Zudem verändert bereits die Sichtbarkeit von Daten den Umgang mit dem Produkt. Die Daten zu sehen, ist vergleichbar mit einem objektiven Feedback für das Unternehmen. Deutlich geworden ist das im Verhalten von Stromkunden, das im Rahmen von Smart-Home-Studien untersucht wurde. Einspareffekte ließen sich weniger auf die Technologie selbst zurückführen, sondern auf das Erkennen des Stromverbrauchs und dessen Kosten. Erst die Sichtbarkeit hat die Verhaltensänderung bewirkt. Bei einer Maschine ist das ähnlich. Daten legen die Art und Weise der Nutzung offen und sorgen für objektivere Entscheidungen.

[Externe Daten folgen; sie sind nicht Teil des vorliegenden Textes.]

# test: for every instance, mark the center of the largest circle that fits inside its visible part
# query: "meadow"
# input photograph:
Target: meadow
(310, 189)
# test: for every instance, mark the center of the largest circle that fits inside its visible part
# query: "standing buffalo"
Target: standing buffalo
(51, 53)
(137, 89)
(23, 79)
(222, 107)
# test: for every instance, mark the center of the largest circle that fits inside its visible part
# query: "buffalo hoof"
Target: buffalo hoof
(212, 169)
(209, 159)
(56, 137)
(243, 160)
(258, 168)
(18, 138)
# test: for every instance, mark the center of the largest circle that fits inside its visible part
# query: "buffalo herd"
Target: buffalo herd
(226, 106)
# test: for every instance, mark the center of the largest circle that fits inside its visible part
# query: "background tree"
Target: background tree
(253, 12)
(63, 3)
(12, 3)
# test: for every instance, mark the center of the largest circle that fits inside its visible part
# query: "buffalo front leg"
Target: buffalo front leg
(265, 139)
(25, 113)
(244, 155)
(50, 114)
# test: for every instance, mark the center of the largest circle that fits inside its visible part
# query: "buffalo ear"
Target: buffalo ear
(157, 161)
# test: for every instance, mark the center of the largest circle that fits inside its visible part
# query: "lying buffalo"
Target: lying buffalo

Ein zweiter wichtiger Aspekt neben dem Nutzen ist die Möglichkeit, ein Erlebnis für den Kunden zu erzeugen. Deutsche Maschinen- und Anlagenbauer im hochpreisigen Segment etwa zielen darauf ab, dass ihre Produkte so etwas wie Statussymbole sind. DMG Mori zum Beispiel hat einen Anspruch an das Design seiner Produkte, der mit Apple vergleichbar ist.

Diesem Anspruch wird das Unternehmen auch beim Servicedesign gerecht und wurde vom FIR vor zwei Jahren im Rahmen einer Benchmarking- Studie ausgezeichnet. Das Unternehmen agiert professionell und bietet nicht einfach nur Nutzen, sondern ein besonderes Design, zum Beispiel am Bedienpult einer Maschine. Wie groß der Anteil ist, den dieses Erlebnis bei der Kaufentscheidung hat, lässt sich in Prozentpunkten nicht ausdrücken. Klar ist aber, dass es dem Unternehmen gelingt, sich dadurch erfolgreich zu differenzieren.